Da ist noch jemand wach außer mir, und zwar ganz in der Nähe!

Warum, wozu, was soll das bringen?

Ich möchte, dass wir, bevor ich beantworte, wozu dieses eine kleine Bild gut sein soll, noch einmal in das Mikroskop schauen. Um zwei weitere, winzige Szenen in diesem bereits beschriebenen Mikrokosmos zu erkennen. Es sind nur Splitter, Zellen, Teilchen.

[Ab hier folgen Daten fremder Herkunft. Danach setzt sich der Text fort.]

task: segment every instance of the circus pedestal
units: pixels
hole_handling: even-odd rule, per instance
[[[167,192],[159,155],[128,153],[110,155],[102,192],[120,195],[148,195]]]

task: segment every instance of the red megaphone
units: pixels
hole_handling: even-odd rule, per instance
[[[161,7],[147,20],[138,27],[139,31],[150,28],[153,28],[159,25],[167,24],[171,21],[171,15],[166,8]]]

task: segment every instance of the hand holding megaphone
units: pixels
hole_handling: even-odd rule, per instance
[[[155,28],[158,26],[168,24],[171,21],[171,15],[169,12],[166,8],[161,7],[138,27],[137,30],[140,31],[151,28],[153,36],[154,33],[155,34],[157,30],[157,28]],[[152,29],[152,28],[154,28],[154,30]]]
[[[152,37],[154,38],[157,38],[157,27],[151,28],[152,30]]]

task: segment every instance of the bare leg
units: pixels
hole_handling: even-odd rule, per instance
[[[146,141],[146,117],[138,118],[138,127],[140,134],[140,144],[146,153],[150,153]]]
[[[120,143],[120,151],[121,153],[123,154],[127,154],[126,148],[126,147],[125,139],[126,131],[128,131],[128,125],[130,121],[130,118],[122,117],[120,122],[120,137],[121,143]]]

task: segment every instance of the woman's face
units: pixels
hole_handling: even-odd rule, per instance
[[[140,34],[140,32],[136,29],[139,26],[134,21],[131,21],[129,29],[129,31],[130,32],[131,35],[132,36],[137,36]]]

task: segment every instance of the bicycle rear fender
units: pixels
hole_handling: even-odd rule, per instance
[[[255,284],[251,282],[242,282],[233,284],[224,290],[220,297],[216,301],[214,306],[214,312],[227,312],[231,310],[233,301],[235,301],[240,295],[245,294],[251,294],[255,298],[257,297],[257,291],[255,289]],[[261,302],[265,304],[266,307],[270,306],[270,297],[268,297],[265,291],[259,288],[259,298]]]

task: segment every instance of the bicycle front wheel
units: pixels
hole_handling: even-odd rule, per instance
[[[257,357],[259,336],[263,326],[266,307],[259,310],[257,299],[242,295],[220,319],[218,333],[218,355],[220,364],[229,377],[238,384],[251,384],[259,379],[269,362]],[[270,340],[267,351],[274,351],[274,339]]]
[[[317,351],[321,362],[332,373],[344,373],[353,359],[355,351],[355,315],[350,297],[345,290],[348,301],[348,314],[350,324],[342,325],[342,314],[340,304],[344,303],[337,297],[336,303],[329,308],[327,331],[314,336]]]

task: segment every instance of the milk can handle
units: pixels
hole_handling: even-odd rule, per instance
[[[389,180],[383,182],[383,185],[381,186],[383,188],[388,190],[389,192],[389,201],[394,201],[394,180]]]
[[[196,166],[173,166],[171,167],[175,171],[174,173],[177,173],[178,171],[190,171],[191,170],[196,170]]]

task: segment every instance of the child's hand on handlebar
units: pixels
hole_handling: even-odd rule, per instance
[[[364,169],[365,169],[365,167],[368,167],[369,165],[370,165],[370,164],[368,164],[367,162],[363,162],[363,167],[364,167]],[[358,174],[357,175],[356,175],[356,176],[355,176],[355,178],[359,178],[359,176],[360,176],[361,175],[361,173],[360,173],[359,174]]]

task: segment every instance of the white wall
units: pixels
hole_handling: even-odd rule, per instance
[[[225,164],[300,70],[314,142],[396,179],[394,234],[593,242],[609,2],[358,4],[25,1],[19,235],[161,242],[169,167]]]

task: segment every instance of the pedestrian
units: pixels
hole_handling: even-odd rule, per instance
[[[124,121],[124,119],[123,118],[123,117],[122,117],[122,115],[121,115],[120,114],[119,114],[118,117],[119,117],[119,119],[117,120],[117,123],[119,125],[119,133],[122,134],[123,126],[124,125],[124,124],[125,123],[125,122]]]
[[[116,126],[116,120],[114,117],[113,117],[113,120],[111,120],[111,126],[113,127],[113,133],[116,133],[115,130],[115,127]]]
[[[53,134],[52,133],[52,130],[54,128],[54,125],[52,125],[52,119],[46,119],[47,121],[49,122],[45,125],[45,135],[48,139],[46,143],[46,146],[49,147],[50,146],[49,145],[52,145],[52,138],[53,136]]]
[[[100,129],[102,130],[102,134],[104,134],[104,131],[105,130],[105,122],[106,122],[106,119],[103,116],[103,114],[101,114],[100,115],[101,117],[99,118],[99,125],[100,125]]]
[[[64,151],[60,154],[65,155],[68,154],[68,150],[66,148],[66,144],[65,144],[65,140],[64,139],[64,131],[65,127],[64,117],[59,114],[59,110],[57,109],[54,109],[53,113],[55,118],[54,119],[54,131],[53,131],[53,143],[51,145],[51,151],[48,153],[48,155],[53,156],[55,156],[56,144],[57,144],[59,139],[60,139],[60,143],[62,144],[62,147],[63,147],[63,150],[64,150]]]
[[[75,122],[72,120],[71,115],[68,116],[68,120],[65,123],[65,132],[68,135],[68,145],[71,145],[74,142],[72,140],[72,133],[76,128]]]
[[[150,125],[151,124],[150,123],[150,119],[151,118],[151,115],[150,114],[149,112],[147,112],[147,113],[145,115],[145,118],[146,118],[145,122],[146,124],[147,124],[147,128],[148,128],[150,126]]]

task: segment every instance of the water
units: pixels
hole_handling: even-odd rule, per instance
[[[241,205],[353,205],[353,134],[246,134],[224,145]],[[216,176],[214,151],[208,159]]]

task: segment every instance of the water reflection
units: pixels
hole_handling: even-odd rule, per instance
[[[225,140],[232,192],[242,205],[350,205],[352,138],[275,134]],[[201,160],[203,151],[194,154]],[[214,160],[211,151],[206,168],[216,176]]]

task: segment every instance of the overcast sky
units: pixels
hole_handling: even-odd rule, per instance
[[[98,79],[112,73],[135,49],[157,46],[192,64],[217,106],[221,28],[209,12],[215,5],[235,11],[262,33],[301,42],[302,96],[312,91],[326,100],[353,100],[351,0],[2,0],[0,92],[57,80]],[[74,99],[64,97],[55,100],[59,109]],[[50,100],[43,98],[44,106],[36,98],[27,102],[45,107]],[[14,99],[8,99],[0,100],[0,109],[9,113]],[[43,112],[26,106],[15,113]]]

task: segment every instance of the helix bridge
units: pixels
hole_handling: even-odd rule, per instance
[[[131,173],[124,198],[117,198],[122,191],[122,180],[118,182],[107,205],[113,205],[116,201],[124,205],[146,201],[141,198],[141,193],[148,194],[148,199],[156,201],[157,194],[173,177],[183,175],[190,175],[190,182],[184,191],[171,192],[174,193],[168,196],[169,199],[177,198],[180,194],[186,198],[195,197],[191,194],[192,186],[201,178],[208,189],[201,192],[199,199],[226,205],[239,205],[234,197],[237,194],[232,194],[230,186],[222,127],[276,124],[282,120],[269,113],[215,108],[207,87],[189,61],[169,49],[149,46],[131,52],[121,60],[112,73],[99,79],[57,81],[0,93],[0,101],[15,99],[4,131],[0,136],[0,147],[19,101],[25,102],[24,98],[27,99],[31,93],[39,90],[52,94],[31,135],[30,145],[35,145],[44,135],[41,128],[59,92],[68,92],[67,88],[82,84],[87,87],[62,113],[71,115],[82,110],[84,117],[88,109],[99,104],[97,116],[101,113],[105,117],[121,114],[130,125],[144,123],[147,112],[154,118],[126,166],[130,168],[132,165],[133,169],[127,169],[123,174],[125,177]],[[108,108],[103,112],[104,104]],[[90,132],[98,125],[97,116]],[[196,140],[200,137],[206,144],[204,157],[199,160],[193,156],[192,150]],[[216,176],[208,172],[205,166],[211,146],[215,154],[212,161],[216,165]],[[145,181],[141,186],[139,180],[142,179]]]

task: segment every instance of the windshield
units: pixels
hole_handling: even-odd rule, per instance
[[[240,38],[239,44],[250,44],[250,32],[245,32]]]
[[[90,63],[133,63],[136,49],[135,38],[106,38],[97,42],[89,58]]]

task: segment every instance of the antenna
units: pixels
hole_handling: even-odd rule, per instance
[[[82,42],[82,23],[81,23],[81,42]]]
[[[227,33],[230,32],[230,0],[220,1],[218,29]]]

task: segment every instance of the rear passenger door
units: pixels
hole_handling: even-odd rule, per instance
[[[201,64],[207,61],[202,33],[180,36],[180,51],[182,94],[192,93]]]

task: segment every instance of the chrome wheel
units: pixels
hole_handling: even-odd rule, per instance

Wir sehen: Ich bin mit meinem kleinen Sohn, der wieder und wieder fragt, warum er nicht in den Kindergarten kann, „wie sonst auch“, zu Hause. Es ist der 16. März 2020. Die Regierung hat aufgrund der Corona-Pandemie einen landesweiten Lockdown verhängt. So etwas hat es vorher noch nie gegeben. Die Verunsicherung ist riesig. Ich weiß nicht, was ich meinem Sohn genau antworten soll. Ich weiß nicht, wie ich diesen Tag, wie ich die nächsten Wochen bewerkstelligen soll. Die Vorstellung, nun für ungewisse Zeit nicht mehr vor die Tür gehen zu dürfen, niemanden zu treffen und auch nicht zu wissen, wie sich die Pandemie und dadurch die Lage der Welt entwickelt, macht mir Angst. Natürlich kommuniziere ich über das Smartphone mit Freundinnen und Freunden, mit meiner Familie in Deutschland. Dennoch fühle ich mich wahnsinnig einsam und wahnsinnig hilflos. Dann gehe ich ans Fenster. Sehe auf die Straße, auf der es noch ruhiger zu sein scheint als sonst. Gespenstische Stille. Ich sehe zum Haus gegenüber. Dort geht ein Fenster auf. Die Nachbarin holt die Katze, die vor dem Fenster gewartet hat, zu sich herein. Ich öffne reflexartig ebenfalls das Fenster, winke und rufe: „Hallo!“. Die Nachbarin lächelt. In mir wird es schlagartig wärmer. Heller. Wir plaudern, von Fenster zu Fenster, über die Straße hinweg. Als ich das Fenster schließe, denke ich: Wird schon.

Nachbarschaft ist mehr, als nebeneinander wohnen.